Fischer faces former U.S. Sen. Bob Kerrey in the race to replace retiring Democratic Sen. Ben Nelson in the Republican-leaning state.

End the Gridlock was established in April in Washington, D.C., and has spent entirely in opposition to Fischer.  Nonetheless, End the Gridlock’s website says it plans to focus on “high-impact races” and names only Nebraska as such a race.

Its most recent quarterly filing shows the super PAC took in $229,000 through the end of June. The top donor, Hollywood producer Sidney Kimmel, gave $100,000. Kimmel earned his fortune as founder of the Jones Apparel Group, known for such brands as Jones New York and 9 West. More recent disclosures by the super PAC Majority PAC, whose goal is helping Democrats maintain control of the U.S. Senate, show transfers to End the Gridlock totaling more than $257,000 as well.

The only Nebraska-based donor currently on record is Richard Holland, who helped build one of Omaha’s largest ad agencies. As of the end of June, he contributed $25,000 to the super PAC. 

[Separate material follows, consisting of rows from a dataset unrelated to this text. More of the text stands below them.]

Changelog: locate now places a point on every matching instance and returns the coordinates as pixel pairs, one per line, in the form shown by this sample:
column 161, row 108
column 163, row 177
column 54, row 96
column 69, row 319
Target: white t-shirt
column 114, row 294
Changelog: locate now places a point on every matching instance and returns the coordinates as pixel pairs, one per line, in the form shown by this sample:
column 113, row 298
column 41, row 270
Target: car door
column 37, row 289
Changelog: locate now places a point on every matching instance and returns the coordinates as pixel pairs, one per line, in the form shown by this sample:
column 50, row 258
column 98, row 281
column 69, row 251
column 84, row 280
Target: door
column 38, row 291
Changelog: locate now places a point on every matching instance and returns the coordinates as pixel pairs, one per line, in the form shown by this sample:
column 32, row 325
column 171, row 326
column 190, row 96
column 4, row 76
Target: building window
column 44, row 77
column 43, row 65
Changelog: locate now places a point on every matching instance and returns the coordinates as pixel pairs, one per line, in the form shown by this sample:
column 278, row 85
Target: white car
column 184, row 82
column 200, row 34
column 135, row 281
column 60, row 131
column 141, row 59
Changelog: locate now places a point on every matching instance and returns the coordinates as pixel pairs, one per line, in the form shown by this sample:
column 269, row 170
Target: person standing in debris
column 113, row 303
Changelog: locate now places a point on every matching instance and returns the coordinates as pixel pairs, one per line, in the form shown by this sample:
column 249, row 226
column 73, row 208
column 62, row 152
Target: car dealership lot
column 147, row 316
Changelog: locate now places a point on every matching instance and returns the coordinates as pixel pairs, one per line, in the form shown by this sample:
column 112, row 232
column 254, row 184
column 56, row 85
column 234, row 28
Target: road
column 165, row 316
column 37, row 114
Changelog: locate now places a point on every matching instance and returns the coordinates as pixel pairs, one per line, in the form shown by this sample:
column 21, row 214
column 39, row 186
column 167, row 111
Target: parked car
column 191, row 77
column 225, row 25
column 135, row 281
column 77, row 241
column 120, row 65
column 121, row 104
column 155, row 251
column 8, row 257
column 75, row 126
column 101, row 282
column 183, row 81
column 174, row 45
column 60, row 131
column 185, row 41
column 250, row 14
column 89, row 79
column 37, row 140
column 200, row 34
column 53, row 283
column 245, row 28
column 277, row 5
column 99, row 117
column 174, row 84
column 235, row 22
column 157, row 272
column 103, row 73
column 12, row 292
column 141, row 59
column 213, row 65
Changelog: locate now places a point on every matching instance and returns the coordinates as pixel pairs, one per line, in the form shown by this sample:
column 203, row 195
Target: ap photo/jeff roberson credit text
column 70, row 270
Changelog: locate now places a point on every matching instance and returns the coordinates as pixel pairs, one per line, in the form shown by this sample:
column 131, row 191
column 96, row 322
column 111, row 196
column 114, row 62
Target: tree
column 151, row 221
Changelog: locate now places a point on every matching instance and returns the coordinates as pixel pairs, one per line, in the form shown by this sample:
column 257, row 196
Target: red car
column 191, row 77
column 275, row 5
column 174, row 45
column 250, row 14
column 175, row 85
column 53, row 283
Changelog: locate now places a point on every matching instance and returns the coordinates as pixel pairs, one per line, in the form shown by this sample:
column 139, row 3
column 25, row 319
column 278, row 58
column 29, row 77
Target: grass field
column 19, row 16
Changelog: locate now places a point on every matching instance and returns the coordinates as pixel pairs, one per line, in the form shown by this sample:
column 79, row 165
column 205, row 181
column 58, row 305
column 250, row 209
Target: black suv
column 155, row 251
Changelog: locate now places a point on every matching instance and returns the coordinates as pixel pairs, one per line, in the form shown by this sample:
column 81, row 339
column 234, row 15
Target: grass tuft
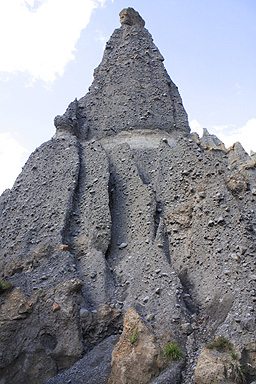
column 5, row 285
column 172, row 351
column 134, row 336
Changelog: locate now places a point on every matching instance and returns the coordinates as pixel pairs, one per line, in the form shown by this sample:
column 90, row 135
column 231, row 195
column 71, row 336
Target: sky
column 49, row 49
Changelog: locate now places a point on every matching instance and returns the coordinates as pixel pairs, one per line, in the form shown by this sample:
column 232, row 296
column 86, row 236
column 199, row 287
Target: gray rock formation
column 124, row 208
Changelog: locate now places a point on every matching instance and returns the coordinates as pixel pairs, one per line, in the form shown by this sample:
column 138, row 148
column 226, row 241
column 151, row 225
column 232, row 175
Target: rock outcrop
column 124, row 208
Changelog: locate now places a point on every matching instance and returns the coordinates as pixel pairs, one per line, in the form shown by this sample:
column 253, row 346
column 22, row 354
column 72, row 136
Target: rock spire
column 131, row 88
column 126, row 230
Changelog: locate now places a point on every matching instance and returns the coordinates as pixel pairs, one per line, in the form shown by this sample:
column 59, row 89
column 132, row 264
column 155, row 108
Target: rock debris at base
column 124, row 233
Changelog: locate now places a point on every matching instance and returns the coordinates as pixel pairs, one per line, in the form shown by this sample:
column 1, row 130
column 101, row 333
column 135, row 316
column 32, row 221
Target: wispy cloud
column 12, row 158
column 38, row 37
column 230, row 134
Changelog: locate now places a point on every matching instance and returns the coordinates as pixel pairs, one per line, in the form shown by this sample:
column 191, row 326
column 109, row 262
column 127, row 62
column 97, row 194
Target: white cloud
column 38, row 37
column 12, row 158
column 230, row 134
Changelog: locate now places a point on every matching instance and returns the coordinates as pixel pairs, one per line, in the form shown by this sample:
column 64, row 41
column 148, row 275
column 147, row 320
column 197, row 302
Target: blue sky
column 49, row 49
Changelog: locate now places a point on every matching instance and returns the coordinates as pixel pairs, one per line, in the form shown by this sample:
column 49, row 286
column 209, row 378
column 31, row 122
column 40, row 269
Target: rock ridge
column 128, row 237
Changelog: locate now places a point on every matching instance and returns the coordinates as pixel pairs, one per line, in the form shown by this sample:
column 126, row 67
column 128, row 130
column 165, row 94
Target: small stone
column 122, row 245
column 55, row 307
column 220, row 220
column 186, row 328
column 84, row 313
column 150, row 317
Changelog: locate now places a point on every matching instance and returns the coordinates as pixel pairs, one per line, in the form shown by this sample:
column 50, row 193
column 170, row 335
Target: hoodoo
column 127, row 250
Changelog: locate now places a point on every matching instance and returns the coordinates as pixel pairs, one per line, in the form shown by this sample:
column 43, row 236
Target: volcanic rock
column 124, row 208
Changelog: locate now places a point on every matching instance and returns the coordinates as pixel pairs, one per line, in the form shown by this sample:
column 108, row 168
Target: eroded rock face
column 124, row 208
column 137, row 357
column 214, row 367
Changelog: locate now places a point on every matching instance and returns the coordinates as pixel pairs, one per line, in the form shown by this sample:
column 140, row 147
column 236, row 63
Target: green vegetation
column 4, row 286
column 134, row 336
column 172, row 351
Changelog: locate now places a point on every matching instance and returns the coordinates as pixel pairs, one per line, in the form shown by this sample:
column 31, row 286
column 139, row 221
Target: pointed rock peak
column 131, row 17
column 211, row 141
column 131, row 89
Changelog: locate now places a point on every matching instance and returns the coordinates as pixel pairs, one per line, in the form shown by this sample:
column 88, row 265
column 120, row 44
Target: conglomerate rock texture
column 125, row 210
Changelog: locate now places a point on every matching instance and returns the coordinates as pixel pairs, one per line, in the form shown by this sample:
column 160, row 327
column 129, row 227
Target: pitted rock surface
column 124, row 208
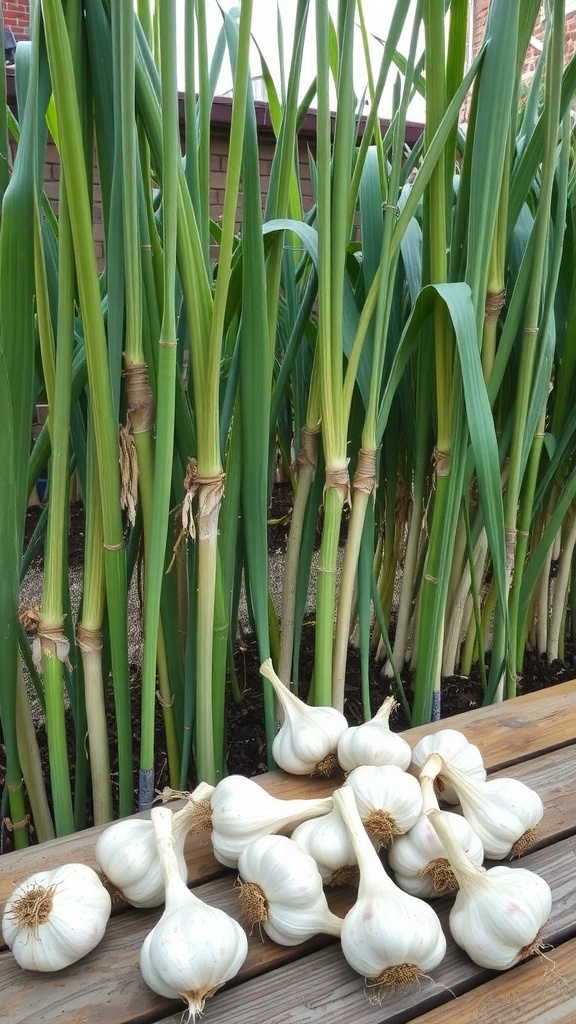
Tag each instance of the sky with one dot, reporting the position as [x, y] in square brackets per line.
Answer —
[377, 14]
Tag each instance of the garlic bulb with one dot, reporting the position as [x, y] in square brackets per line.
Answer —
[389, 800]
[126, 852]
[281, 889]
[456, 751]
[418, 858]
[498, 913]
[54, 918]
[373, 742]
[327, 840]
[194, 948]
[305, 742]
[503, 812]
[388, 936]
[241, 811]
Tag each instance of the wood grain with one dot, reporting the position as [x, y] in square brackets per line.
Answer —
[544, 992]
[276, 984]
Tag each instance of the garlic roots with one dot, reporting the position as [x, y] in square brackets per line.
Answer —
[242, 811]
[54, 918]
[306, 741]
[195, 948]
[281, 889]
[126, 852]
[373, 742]
[388, 936]
[498, 913]
[389, 801]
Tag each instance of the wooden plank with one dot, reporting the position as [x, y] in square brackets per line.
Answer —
[517, 729]
[323, 989]
[107, 985]
[544, 992]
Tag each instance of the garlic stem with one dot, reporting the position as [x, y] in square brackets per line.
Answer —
[344, 800]
[162, 818]
[466, 872]
[429, 800]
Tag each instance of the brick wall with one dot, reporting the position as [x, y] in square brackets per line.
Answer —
[15, 13]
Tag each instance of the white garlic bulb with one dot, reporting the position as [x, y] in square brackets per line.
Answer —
[388, 936]
[418, 858]
[195, 948]
[455, 750]
[389, 800]
[503, 812]
[305, 742]
[242, 811]
[328, 841]
[127, 855]
[281, 889]
[54, 918]
[373, 742]
[498, 913]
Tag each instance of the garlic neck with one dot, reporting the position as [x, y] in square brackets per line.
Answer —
[467, 875]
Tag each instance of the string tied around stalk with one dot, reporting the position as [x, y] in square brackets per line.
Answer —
[365, 476]
[210, 491]
[441, 462]
[52, 641]
[494, 303]
[307, 456]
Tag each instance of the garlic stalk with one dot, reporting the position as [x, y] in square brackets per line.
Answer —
[373, 742]
[455, 750]
[418, 858]
[242, 811]
[498, 913]
[328, 841]
[305, 742]
[389, 801]
[54, 918]
[388, 936]
[281, 889]
[503, 812]
[126, 852]
[195, 948]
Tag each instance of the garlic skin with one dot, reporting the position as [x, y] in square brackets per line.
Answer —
[455, 750]
[373, 742]
[243, 811]
[55, 918]
[195, 948]
[327, 840]
[127, 855]
[306, 741]
[498, 913]
[503, 812]
[388, 936]
[283, 880]
[389, 801]
[418, 858]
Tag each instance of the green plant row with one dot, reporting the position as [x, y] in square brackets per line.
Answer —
[406, 346]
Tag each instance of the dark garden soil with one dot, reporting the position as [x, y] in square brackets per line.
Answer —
[246, 753]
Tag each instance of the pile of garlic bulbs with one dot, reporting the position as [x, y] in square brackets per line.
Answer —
[383, 829]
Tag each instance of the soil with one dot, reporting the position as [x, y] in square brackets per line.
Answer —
[246, 749]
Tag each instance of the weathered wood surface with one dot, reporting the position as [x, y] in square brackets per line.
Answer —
[109, 979]
[534, 999]
[532, 738]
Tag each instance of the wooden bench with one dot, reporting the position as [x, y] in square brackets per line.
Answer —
[532, 737]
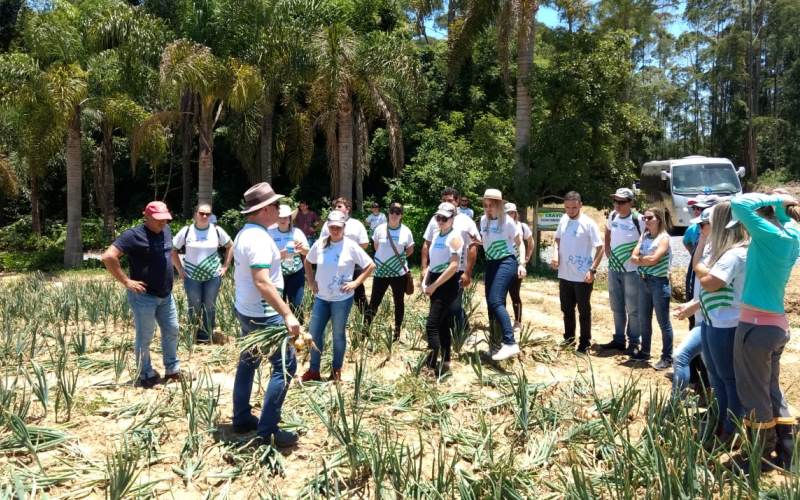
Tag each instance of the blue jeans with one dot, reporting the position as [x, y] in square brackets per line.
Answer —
[682, 360]
[147, 310]
[718, 356]
[293, 288]
[497, 280]
[278, 380]
[623, 293]
[655, 294]
[337, 312]
[202, 298]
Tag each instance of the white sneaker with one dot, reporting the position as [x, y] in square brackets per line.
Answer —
[505, 352]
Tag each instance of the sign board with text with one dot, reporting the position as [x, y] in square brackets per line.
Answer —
[547, 218]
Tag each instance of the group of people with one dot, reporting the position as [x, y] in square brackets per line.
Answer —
[745, 250]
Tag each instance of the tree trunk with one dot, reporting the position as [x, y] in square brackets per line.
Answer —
[525, 40]
[265, 142]
[205, 164]
[345, 140]
[36, 212]
[73, 247]
[188, 105]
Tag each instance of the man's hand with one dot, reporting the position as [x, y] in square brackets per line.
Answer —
[136, 286]
[292, 325]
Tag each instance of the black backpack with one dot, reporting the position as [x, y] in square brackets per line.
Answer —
[634, 217]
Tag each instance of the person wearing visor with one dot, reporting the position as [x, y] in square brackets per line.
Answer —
[293, 246]
[334, 283]
[149, 250]
[393, 243]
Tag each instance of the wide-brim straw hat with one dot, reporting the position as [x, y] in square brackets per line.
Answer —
[493, 194]
[259, 196]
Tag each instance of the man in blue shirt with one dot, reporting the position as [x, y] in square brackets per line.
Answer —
[149, 250]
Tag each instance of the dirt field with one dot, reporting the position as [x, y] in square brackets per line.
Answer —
[105, 411]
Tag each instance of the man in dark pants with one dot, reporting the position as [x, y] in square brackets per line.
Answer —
[577, 253]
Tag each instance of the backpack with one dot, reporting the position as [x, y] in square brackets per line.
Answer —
[635, 218]
[220, 248]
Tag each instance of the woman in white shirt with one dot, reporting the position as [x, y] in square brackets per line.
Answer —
[440, 283]
[393, 244]
[293, 245]
[500, 240]
[333, 285]
[202, 268]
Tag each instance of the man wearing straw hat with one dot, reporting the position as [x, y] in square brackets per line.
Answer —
[149, 250]
[258, 303]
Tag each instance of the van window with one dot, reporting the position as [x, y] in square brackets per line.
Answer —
[721, 178]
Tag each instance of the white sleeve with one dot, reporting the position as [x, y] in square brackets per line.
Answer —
[179, 240]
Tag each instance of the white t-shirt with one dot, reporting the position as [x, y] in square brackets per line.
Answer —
[721, 308]
[498, 239]
[387, 264]
[375, 220]
[288, 240]
[467, 211]
[578, 240]
[335, 265]
[202, 261]
[467, 230]
[442, 248]
[253, 248]
[353, 229]
[624, 237]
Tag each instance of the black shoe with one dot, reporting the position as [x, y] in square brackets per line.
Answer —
[248, 425]
[632, 350]
[148, 383]
[612, 346]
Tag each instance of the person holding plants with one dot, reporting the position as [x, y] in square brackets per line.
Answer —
[202, 268]
[653, 256]
[577, 253]
[258, 288]
[333, 283]
[524, 251]
[393, 243]
[440, 283]
[763, 328]
[500, 239]
[721, 278]
[149, 250]
[293, 246]
[355, 231]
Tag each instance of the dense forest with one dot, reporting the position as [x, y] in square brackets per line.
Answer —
[107, 104]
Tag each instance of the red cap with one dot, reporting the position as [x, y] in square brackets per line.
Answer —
[157, 210]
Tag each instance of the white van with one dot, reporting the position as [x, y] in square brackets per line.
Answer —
[670, 184]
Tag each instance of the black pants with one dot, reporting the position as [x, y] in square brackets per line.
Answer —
[379, 287]
[573, 293]
[360, 294]
[516, 300]
[439, 322]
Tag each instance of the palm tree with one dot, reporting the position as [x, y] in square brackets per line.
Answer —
[510, 17]
[188, 66]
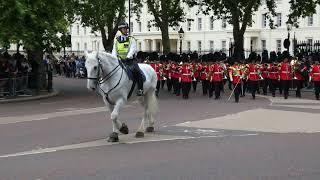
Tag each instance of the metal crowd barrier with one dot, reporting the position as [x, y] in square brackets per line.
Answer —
[14, 85]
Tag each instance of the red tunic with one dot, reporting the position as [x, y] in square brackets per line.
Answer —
[315, 72]
[236, 74]
[156, 68]
[204, 72]
[253, 74]
[273, 72]
[217, 73]
[186, 73]
[285, 71]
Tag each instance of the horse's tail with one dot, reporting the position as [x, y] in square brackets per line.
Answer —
[152, 103]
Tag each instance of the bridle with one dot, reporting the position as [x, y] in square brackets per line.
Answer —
[100, 80]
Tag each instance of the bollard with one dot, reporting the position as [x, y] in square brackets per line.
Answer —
[49, 87]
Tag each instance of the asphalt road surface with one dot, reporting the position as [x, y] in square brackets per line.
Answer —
[64, 138]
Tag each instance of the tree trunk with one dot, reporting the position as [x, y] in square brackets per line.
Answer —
[238, 44]
[38, 76]
[107, 41]
[165, 38]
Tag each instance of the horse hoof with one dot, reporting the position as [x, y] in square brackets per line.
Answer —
[139, 134]
[113, 137]
[150, 129]
[124, 129]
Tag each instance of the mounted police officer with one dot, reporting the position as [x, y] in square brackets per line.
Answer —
[124, 48]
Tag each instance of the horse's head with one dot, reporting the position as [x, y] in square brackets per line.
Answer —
[93, 67]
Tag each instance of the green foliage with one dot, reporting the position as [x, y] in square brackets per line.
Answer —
[33, 23]
[100, 14]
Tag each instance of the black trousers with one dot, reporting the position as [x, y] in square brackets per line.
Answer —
[265, 86]
[205, 87]
[218, 86]
[194, 85]
[299, 85]
[244, 86]
[211, 89]
[253, 87]
[237, 92]
[186, 86]
[169, 84]
[158, 88]
[317, 88]
[273, 83]
[285, 87]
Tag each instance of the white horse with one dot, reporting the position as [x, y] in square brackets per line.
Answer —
[107, 76]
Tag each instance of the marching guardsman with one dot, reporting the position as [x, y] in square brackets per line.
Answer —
[195, 70]
[273, 76]
[298, 69]
[315, 77]
[218, 70]
[156, 67]
[235, 77]
[253, 78]
[264, 75]
[186, 79]
[204, 70]
[169, 71]
[285, 76]
[163, 71]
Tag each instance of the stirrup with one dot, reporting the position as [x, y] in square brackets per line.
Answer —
[140, 92]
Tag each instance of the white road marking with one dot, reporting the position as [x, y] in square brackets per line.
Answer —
[103, 142]
[263, 120]
[45, 116]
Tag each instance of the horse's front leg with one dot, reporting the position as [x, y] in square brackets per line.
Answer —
[117, 125]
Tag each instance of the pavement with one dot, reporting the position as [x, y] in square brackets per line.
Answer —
[64, 137]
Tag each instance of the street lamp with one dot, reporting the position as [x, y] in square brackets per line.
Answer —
[181, 34]
[286, 42]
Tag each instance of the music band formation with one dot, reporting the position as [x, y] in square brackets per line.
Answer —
[182, 72]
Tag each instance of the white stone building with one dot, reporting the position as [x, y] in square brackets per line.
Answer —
[204, 34]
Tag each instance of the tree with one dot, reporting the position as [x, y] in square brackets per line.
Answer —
[238, 13]
[166, 13]
[101, 15]
[36, 25]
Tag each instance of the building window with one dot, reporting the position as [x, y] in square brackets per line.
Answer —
[131, 27]
[211, 45]
[224, 23]
[189, 25]
[211, 23]
[278, 45]
[199, 46]
[139, 26]
[264, 20]
[189, 46]
[279, 19]
[263, 44]
[310, 20]
[85, 46]
[224, 46]
[140, 46]
[78, 30]
[149, 26]
[199, 24]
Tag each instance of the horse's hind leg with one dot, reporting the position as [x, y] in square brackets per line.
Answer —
[151, 107]
[123, 128]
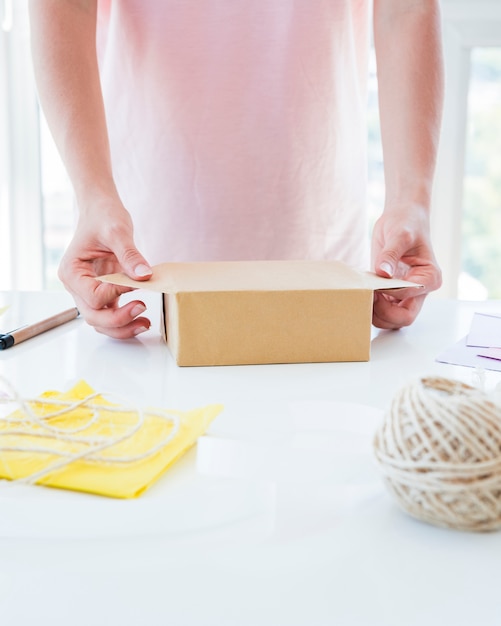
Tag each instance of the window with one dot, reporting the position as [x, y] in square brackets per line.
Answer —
[36, 206]
[481, 221]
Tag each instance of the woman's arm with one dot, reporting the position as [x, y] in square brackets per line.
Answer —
[63, 34]
[410, 80]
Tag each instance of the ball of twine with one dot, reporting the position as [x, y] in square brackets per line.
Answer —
[439, 449]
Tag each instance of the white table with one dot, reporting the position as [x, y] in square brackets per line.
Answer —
[271, 543]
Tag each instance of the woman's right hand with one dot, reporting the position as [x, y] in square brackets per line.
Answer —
[103, 246]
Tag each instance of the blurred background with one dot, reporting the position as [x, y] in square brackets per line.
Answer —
[36, 205]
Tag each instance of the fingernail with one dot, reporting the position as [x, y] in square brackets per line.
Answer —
[386, 267]
[137, 310]
[142, 270]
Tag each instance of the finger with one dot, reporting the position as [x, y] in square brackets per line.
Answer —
[133, 263]
[391, 314]
[119, 322]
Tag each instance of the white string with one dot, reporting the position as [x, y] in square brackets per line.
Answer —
[92, 446]
[439, 449]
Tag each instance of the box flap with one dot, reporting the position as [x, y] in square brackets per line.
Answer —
[257, 276]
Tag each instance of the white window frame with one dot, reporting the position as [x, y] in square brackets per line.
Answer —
[21, 248]
[466, 25]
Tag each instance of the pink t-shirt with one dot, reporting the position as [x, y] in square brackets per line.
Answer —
[237, 127]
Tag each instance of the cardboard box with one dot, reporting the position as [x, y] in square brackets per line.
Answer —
[253, 312]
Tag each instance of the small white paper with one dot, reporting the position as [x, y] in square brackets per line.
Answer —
[469, 356]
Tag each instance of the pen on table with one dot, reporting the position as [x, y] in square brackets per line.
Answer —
[31, 330]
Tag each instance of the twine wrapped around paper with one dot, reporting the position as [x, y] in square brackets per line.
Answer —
[81, 440]
[439, 449]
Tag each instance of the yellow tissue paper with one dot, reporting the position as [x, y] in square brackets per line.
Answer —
[97, 446]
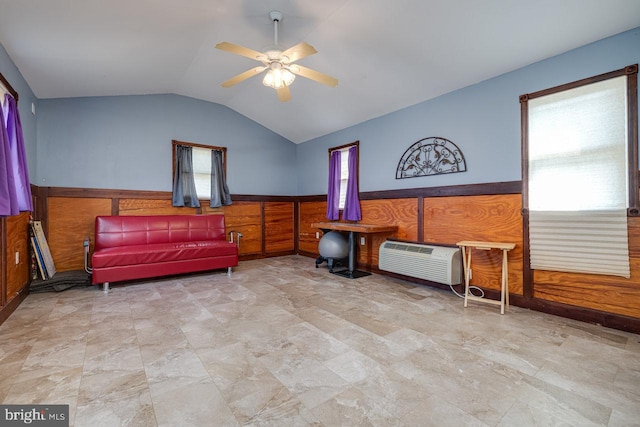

Fischer’s victory over state Attorney General Jon Bruning and state Treasurer Don Stenberg in the Republican primary came as a surprise. The Republican establishment spent hundreds of thousands backing Bruning, and conservative super PACs spent more than $1 million backing Stenberg, according to the Center for Responsive Politics.

Fischer got a late endorsement from former Alaska Gov. Sarah Palin and triumphed thanks to 11th-hour support from a super PAC funded by TD Ameritrade founder Joe Ricketts.

The New York Times rates the Nebraska seat a “likely, though not surefire” pickup for the GOP, though it increasingly looks more certain. Fischer has a wide lead in the polls, as Kerrey has been criticized for spending the last 10 years in New York, where he served as the president of The New School.